About a month ago, news emerged that Seadrill and Transocean, the offshore drilling heavyweights, were discussing a merger aimed at capitalizing on a rebound in investments in the business. Soon after, Portugal’s Galp launched its second drilling campaign offshore Namibia after a huge discovery, and Suriname is about to become the second Guyana. Offshore is back—and it’s back to stay.
Earlier this month, Wood Mackenzie reported that offshore drilling was going to increase significantly in the coming years, with production from the deepwater sector alone facing a surge of 60% by 2030. Fellow forecaster Rystad Energy in 2023 saw investments in offshore oil and gas drilling at $100 billion annually for 2023 and 2024. This year, it is expecting 2024 investments to reach $104 billion. That’s just the start of a boom.
Deepwater drilling has been a strategic focus for big oil companies for several years now, as fields in shallower waters mature and production declines, while demand for oil appears to keep going higher. Shale has been one diversification venue, but there isn’t space for everyone in the Permian—and there has been so much oil discovered in some parts of the world ocean.
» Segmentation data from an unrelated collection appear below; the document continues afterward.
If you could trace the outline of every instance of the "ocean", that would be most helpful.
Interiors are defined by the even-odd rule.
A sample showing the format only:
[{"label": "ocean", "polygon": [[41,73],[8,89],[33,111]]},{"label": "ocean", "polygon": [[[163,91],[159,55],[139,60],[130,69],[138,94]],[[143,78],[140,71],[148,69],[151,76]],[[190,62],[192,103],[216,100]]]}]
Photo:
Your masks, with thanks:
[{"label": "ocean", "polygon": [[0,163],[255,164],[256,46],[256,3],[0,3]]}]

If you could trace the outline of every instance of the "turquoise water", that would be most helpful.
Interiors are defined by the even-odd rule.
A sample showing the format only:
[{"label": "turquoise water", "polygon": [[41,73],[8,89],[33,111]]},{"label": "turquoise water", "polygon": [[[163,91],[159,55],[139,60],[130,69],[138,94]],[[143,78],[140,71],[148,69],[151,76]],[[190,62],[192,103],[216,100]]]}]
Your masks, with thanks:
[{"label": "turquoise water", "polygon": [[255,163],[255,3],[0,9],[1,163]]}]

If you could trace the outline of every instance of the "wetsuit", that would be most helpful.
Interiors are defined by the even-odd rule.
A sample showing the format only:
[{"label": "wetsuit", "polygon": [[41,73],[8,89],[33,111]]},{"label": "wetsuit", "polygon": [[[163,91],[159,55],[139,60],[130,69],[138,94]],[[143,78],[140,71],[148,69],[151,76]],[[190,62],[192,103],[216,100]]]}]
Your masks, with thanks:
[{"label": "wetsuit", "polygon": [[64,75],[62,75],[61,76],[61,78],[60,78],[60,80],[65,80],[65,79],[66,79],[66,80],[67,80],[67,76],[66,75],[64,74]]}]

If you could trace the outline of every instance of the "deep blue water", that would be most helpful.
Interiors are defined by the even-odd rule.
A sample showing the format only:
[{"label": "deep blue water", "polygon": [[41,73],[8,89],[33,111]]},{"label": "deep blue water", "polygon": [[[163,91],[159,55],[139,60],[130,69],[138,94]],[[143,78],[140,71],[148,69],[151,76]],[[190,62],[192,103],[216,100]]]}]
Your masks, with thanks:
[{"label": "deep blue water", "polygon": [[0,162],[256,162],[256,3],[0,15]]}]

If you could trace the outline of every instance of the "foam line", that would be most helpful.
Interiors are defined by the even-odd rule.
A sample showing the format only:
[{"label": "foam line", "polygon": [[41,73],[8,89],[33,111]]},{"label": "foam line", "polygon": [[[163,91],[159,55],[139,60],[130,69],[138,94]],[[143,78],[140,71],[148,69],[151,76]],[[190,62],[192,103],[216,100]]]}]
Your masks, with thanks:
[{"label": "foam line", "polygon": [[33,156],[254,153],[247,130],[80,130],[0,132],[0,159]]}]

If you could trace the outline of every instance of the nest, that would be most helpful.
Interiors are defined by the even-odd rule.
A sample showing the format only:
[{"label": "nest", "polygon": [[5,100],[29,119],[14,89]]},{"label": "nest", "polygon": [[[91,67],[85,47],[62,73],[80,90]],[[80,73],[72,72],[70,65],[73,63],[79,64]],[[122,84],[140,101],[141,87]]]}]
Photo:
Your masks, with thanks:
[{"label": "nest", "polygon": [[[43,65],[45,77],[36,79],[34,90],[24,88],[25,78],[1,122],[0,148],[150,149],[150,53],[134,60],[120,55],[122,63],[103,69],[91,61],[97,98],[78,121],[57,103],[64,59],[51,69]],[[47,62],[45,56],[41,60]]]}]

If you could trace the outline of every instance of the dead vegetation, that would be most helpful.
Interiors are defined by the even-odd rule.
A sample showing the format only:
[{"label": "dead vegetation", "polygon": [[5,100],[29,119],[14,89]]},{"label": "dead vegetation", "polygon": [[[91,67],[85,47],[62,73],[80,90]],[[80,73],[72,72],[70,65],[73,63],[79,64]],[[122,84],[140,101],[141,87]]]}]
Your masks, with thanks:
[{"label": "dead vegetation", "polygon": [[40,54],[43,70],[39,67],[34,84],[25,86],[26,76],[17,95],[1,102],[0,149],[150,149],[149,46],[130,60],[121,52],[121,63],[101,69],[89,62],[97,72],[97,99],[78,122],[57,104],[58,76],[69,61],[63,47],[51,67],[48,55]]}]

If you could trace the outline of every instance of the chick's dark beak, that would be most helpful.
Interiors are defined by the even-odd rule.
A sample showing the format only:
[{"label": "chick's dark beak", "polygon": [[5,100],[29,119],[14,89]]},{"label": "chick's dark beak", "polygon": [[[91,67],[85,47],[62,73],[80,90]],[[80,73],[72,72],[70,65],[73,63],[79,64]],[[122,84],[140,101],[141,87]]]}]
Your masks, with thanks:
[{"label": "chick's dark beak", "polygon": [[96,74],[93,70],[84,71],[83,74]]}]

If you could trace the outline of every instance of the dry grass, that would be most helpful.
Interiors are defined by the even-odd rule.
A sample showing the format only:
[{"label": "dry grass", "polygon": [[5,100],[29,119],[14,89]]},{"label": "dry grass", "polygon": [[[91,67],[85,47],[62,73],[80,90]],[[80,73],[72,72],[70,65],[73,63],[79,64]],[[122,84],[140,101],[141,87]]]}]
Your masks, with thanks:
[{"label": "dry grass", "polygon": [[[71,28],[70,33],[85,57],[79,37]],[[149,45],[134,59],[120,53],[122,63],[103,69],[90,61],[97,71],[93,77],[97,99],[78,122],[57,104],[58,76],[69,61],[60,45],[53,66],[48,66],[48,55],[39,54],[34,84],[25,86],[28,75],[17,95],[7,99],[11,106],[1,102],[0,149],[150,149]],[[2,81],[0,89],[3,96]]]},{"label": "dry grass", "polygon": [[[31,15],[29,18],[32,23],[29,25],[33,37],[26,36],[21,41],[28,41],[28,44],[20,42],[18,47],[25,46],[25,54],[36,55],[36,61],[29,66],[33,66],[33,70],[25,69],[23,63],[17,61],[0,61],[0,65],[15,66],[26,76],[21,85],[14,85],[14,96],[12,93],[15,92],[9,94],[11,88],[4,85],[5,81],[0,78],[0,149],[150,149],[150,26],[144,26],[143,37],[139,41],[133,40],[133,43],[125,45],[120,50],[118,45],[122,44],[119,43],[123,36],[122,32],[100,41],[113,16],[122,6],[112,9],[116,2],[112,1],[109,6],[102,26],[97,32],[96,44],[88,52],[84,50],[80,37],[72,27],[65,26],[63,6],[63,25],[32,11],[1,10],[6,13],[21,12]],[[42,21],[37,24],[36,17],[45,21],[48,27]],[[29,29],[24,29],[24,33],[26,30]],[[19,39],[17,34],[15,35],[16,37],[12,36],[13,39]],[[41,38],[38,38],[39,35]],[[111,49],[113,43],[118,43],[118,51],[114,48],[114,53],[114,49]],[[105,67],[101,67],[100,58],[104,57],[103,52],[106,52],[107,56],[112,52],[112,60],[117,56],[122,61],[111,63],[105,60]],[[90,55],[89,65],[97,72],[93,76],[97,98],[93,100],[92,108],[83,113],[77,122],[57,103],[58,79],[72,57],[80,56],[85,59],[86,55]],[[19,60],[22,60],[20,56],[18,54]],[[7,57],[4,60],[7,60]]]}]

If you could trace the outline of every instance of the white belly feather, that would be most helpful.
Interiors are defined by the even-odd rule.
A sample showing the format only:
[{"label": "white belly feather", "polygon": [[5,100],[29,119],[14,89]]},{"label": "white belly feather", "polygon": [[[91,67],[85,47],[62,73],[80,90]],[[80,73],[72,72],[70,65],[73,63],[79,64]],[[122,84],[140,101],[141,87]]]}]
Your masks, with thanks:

Guyana comes to mind, of course, with the string of discoveries that Exxon, Hess, and CNOOC made off the coast of the tiny South American country. Its neighbor Suriname was a no-brainer in terms of more exploration, and it seems the results are encouraging: TotalEnergies announced a $10.5-billion commitment for drilling in the country’s water.
There is also Namibia, which appears to be the next hotspot for oil and gas in Africa. Big Oil majors are reporting discoveries potentially containing billions of barrels of crude, along with trillions of cubic feet of natural gas. And they are drilling more. Because shale oil won’t last forever.
The Financial Times reported this week that in 2025, offshore oil will account for more non-OPEC oil supply than U.S. shale oil. By 2030, offshore oil, and more specifically deepwater oil, will be “the key, if not the only, source of non-Opec oil growth,” according to Rystad Energy senior partner Espen Erlingsen, who added that “This comeback looks set to make the 2020s deepwater’s decade.”
Naturally, it is possible that U.S. shale could serve more surprises in the coming years. There are reports that Tier 1 production is running out, with the oil coming out of the ground increasingly light and sweet, but production growth has surprised before when predictions had it peaking. Even so, the investment trends in offshore oil suggest shale’s peak is on the horizon. The 2024 sum is a 50% increase on 2020. Even accounting for the fact that 2020 was a devastating year for oil investments as a whole, the increase is substantial in the context of the transition push.
The fact this investment may very well rise even further in the years to 2030 signals a rather optimistic frame of mind among energy companies even as they double down on their emission reduction pledges—because they have the technological know-how to make offshore drilling both cheaper, safer, and, apparently, lower-emission. Because this is where the oil of tomorrow will come from, per the industry.
“Vito represents the future of Shell in the Gulf of Mexico,” Shell’s general manager for U.S. growth assets, Ireti OMotoso, told the FT recently. “She is faster, leaner, creates less emissions, and is technologically more advanced than earlier platforms. She does a lot more for less.”
This seems to be the general message of Big Oil when it comes to offshore drilling. Because it is normally a lot more expensive than shale drilling, the industry has made an effort over the past decade or so to make every dollar count—and it seems to have succeeded. Sure, offshore drilling will remain a lot more expensive than shale drilling but those offshore wells will keep producing for decades, unlike shale wells.
This has, of course, raised the hackles of environmentalists who claim the world does not need any more oil and gas. Some have called for a moratorium on offshore drilling. “Big Oil’s attitude shows a lack of imagination beyond oil and gas,” Mark van Baal, head of activist group Follow This, told the FT. “At a time when the world must rapidly transition away from hydrocarbons, these companies are betting on decades-long fossil fuel projects and pouring huge amounts of capital into a market that will start declining before the end of the decade.”
The thing is that this market may well keep growing after the end of the decade. Guyana’s Stabroek Block alone is seen generating profits of $170 billion between 2024 and 2040, the FT notes in its report, citing Wood Mac—and that’s just the profits for the partners developing the field. Guyana will make another $190 billion in income from its oil in the same period. With profits like this, you don’t really need an imagination beyond oil and gas.